Vortice che, in un certo senso, coinvolge anche Anna e Nico, rispettivamente incarnati da Violante Placido e Luca Argentero; mentre quello che prende progressivamente forma, caratterizzato da una fotografia tempestata di ombre e contrasti, tipici dei noir su celluloide, altro non vuole essere che un polar, ovvero un poliziesco di stampo francese.
Un polar atto a delineare in maniera allegorica una discesa agli inferi – fisica e psicologica – che, allo stesso tempo, si rivela una riflessione sui recessi dell’animo umano e i sempre più impalpabili confini che separano bene e male; tirando in ballo anche situazioni che sfiorano i connotati dell’horror d’oltralpe come quella in cui abbiamo una ragazza nuda in fuga tra i boschi.
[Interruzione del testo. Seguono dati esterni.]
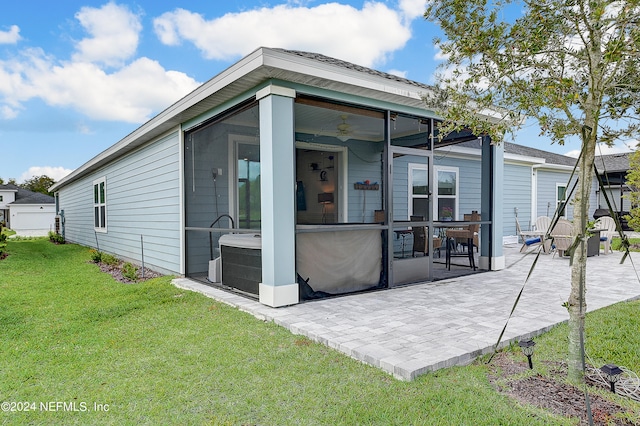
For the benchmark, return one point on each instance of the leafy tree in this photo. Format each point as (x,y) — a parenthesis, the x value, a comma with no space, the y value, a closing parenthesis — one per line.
(633,180)
(39,184)
(573,65)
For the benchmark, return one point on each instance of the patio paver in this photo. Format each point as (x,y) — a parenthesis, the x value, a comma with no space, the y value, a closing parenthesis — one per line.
(411,330)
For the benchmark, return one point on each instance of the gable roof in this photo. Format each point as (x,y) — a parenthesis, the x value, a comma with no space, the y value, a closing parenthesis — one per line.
(549,157)
(24,196)
(613,162)
(240,81)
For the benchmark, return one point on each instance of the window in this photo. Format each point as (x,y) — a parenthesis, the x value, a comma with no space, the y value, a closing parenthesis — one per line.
(446,204)
(561,199)
(419,190)
(100,205)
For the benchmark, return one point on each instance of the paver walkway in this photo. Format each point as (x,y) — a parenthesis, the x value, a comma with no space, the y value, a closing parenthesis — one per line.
(411,330)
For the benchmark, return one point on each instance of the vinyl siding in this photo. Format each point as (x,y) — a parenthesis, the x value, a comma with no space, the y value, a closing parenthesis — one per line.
(547,181)
(517,194)
(470,182)
(143,199)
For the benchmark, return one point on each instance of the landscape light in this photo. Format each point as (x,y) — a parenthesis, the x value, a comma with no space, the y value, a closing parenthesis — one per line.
(527,349)
(612,373)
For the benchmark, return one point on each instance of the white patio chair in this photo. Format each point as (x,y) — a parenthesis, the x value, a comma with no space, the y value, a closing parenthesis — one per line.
(535,237)
(562,235)
(607,227)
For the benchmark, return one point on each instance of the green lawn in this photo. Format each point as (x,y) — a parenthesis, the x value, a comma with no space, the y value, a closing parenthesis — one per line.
(155,354)
(615,243)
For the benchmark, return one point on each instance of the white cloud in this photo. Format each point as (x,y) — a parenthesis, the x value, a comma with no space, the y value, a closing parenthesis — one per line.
(55,173)
(10,37)
(130,92)
(398,73)
(364,36)
(603,149)
(114,34)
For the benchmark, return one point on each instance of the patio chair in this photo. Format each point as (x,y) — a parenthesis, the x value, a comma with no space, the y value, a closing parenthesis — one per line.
(562,235)
(536,236)
(467,234)
(607,227)
(421,240)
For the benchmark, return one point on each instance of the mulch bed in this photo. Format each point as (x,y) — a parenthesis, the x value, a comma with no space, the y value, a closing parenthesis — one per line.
(506,375)
(116,272)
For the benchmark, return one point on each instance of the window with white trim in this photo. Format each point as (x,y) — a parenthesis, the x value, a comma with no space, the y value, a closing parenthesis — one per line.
(447,192)
(419,190)
(100,205)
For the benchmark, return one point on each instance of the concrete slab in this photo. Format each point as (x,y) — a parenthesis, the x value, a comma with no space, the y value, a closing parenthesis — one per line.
(408,331)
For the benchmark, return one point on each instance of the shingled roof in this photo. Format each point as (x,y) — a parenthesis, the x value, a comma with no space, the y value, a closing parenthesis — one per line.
(549,157)
(24,196)
(348,65)
(613,163)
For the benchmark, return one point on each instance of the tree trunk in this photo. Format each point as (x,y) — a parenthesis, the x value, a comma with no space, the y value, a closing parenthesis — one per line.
(577,305)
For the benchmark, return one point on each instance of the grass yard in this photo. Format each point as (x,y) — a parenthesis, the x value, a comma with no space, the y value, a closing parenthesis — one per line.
(635,243)
(151,353)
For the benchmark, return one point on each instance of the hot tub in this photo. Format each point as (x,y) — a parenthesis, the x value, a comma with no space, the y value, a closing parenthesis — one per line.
(241,261)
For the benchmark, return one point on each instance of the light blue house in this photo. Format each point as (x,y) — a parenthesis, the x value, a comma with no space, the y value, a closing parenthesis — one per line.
(287,174)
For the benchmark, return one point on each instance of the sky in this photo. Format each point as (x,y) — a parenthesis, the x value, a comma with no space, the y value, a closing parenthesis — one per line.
(77,77)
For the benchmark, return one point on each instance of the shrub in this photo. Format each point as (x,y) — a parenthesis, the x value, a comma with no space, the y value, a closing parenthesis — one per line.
(108,259)
(56,238)
(130,272)
(96,256)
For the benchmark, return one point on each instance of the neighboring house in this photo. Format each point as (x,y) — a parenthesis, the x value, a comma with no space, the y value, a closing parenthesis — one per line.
(536,182)
(286,165)
(613,170)
(26,212)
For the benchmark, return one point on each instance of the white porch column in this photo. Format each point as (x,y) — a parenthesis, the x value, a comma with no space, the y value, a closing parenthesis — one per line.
(277,185)
(491,253)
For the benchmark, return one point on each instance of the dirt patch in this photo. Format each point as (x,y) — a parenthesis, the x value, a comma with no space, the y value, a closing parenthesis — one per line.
(116,272)
(507,376)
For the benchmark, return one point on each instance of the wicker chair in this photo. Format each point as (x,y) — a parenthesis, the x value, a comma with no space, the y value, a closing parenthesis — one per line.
(607,227)
(562,235)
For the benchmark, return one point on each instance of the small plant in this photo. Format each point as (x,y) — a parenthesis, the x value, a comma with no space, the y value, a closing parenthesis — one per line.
(96,256)
(130,272)
(56,238)
(108,259)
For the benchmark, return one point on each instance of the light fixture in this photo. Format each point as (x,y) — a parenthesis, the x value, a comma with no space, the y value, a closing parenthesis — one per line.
(612,372)
(344,134)
(527,349)
(325,198)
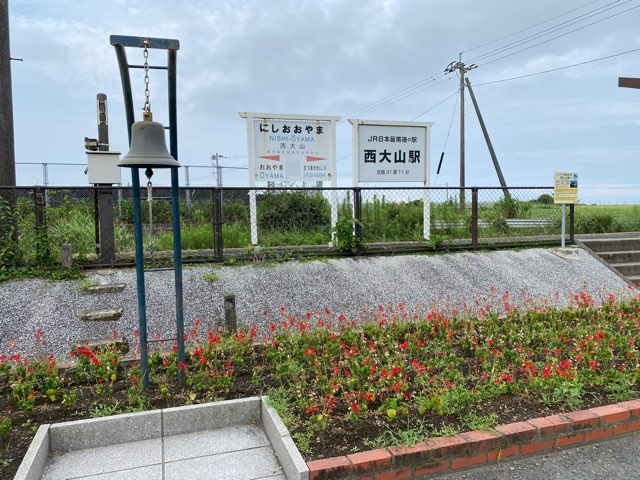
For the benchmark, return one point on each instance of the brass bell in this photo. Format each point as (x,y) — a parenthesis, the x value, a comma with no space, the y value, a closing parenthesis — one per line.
(148,147)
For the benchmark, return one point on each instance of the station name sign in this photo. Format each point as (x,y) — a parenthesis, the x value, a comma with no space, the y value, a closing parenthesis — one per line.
(390,151)
(291,148)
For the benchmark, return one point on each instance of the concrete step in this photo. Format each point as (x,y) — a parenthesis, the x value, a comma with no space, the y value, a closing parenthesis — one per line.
(104,288)
(627,269)
(624,256)
(95,344)
(105,315)
(613,244)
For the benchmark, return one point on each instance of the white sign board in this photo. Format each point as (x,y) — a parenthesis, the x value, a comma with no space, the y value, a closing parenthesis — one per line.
(390,151)
(565,187)
(291,148)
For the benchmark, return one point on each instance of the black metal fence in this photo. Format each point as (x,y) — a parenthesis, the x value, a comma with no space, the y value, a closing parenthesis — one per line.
(220,222)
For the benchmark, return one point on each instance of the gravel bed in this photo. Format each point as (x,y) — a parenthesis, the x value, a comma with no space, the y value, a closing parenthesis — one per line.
(341,285)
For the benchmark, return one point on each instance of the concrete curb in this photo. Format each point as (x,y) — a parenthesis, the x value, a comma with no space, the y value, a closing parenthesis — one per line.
(441,454)
(34,460)
(290,458)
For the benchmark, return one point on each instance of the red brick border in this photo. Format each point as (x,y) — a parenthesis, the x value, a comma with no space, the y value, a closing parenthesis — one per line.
(537,435)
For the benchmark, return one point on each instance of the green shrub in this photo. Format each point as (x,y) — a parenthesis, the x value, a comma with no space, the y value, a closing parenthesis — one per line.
(287,210)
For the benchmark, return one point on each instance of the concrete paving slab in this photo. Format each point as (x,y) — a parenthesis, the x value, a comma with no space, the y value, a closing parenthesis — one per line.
(36,457)
(243,465)
(103,460)
(213,442)
(152,472)
(210,450)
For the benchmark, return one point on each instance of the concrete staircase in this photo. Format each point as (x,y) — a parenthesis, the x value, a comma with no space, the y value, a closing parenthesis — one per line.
(622,254)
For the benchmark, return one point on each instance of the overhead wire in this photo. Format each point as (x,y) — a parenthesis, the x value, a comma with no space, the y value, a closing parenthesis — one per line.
(391,102)
(436,105)
(396,97)
(558,68)
(446,140)
(558,36)
(530,28)
(555,28)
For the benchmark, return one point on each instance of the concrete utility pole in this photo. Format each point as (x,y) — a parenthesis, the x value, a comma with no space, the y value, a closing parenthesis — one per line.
(462,68)
(492,152)
(7,153)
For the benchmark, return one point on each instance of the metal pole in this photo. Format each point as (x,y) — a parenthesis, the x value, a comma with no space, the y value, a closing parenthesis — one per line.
(142,305)
(564,222)
(121,55)
(474,217)
(218,172)
(177,266)
(96,220)
(217,223)
(175,194)
(357,214)
(462,152)
(45,180)
(187,194)
(572,222)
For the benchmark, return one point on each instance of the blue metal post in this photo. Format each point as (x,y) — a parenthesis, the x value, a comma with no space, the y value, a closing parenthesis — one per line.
(177,265)
(142,303)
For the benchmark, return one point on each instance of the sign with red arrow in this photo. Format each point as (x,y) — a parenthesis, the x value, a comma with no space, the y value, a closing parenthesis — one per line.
(292,148)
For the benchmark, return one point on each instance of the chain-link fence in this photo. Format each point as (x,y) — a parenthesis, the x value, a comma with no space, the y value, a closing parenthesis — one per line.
(216,222)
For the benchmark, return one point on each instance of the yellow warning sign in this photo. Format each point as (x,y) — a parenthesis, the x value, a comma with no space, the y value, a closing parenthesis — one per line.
(565,187)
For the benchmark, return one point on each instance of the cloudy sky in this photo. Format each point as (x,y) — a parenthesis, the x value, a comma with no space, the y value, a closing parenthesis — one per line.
(371,59)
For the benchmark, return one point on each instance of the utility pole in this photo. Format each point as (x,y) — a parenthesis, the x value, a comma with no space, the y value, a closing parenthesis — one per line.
(492,152)
(462,69)
(7,152)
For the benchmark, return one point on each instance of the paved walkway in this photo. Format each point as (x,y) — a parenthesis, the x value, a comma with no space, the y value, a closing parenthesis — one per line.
(239,452)
(611,459)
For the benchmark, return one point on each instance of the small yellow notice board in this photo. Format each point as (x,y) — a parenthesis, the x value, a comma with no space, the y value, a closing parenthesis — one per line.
(565,187)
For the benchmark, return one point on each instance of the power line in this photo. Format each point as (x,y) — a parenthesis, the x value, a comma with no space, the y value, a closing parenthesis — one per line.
(559,36)
(558,68)
(529,28)
(555,28)
(396,97)
(391,102)
(436,105)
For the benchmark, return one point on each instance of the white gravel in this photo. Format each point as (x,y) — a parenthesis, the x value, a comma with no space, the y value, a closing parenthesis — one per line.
(342,285)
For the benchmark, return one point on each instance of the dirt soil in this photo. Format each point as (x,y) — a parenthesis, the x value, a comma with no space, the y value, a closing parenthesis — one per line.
(343,436)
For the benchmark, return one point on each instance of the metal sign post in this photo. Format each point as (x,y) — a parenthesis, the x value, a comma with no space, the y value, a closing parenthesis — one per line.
(565,190)
(385,151)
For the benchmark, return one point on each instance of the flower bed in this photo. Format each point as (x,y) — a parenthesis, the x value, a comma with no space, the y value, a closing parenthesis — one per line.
(390,376)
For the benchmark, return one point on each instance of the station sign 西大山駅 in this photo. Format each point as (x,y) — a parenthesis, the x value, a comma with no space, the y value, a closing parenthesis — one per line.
(291,148)
(387,151)
(565,187)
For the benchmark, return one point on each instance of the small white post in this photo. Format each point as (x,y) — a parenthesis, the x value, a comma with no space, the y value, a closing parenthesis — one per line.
(564,224)
(333,199)
(426,200)
(253,215)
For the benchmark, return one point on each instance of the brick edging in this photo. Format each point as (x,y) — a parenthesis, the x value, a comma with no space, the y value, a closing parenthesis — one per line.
(473,448)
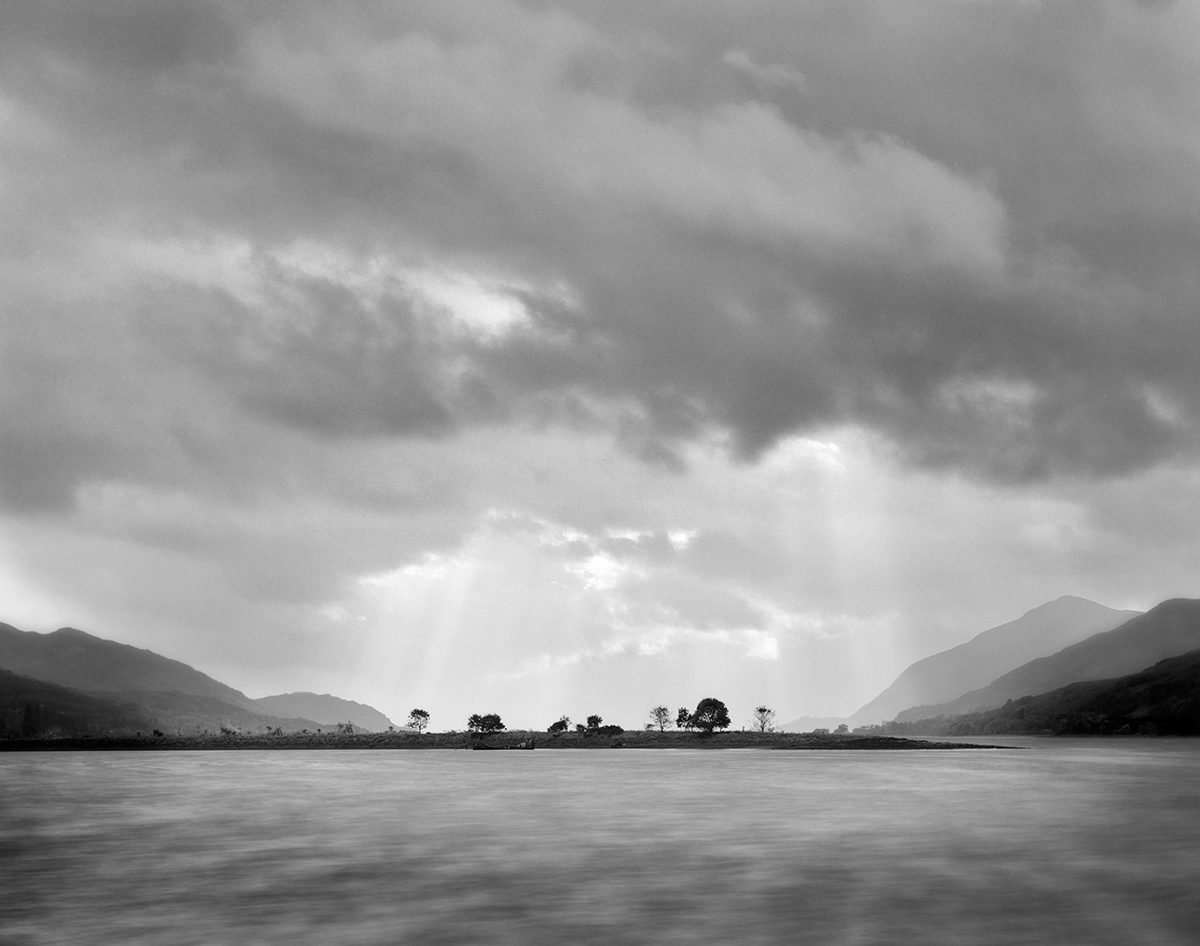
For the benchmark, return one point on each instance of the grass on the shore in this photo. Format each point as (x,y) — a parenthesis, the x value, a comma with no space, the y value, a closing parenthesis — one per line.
(634,740)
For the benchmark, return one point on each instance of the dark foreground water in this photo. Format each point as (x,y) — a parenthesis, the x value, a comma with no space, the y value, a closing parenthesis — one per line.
(1071,842)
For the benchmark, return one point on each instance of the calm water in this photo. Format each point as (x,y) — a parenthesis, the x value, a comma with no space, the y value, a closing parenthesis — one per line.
(1071,842)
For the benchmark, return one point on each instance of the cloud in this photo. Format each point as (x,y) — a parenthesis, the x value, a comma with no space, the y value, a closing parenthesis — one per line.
(724,313)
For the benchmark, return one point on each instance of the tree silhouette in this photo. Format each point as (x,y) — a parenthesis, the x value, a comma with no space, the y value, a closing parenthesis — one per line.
(489,723)
(660,718)
(763,719)
(711,713)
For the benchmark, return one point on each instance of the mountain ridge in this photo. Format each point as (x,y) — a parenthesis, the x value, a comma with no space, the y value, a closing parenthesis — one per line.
(96,666)
(1168,629)
(977,662)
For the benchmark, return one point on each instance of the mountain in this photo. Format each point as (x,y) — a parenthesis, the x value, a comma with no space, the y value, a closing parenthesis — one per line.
(325,710)
(979,660)
(173,694)
(1163,700)
(1168,629)
(34,707)
(187,713)
(72,658)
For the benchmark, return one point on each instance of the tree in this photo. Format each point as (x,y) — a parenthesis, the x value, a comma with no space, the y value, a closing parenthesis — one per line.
(489,723)
(711,713)
(763,719)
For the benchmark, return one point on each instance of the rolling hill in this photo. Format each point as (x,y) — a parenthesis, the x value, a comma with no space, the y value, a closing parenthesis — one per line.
(325,710)
(1163,700)
(34,707)
(169,693)
(1168,629)
(83,662)
(949,674)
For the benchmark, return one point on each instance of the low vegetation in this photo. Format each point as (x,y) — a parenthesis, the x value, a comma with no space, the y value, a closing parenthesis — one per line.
(399,740)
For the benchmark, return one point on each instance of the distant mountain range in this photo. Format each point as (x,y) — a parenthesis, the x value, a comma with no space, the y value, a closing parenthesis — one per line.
(1162,700)
(325,710)
(1168,629)
(96,684)
(948,675)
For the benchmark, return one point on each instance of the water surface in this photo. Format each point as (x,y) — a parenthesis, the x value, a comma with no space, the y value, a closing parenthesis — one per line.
(1068,842)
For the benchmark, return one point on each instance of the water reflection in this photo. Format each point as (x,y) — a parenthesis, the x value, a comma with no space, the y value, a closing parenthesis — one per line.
(1068,843)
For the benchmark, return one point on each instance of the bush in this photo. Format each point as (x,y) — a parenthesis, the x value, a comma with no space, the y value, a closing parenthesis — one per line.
(487,723)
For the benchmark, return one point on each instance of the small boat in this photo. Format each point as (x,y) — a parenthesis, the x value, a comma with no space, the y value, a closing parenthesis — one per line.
(526,744)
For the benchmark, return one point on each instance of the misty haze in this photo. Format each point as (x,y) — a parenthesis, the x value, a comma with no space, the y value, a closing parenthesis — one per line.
(766,431)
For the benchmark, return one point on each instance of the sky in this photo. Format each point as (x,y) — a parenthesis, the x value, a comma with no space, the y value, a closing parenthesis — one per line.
(555,358)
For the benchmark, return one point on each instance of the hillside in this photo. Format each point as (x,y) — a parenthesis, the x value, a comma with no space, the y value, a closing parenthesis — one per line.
(1163,700)
(34,707)
(173,694)
(949,674)
(73,658)
(190,713)
(1168,629)
(324,708)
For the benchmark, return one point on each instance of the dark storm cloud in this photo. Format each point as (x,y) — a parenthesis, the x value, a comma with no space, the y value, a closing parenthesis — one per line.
(971,227)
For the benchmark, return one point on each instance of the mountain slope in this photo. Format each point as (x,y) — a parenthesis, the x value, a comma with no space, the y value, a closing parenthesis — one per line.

Senza alcun dubbio, una delle più riuscite della quasi ora e mezza di visione, insieme a quella tesa finale; tanto da suggerire che Placido possa rientrare tra i pochi cineasti italiani in grado di affrontare il genere che ha dato notorietà a nomi del calibro di Dario Argento e Lucio Fulci.
Anche se il non disprezzabile elaborato in questione, in parte penalizzato da alcuni confusi passaggi dello script, più che alla succitata, ottima pellicola riguardante la banda della Magliana sembra avvicinarsi a prodotti televisivi – pur sempre riusciti – come "Operazione Odissea" di Claudio Fragasso e "Uno bianca" (2001) di Michele Soavi.

La frase:
"Questo è il caso di banditismo più importante della mia carriera".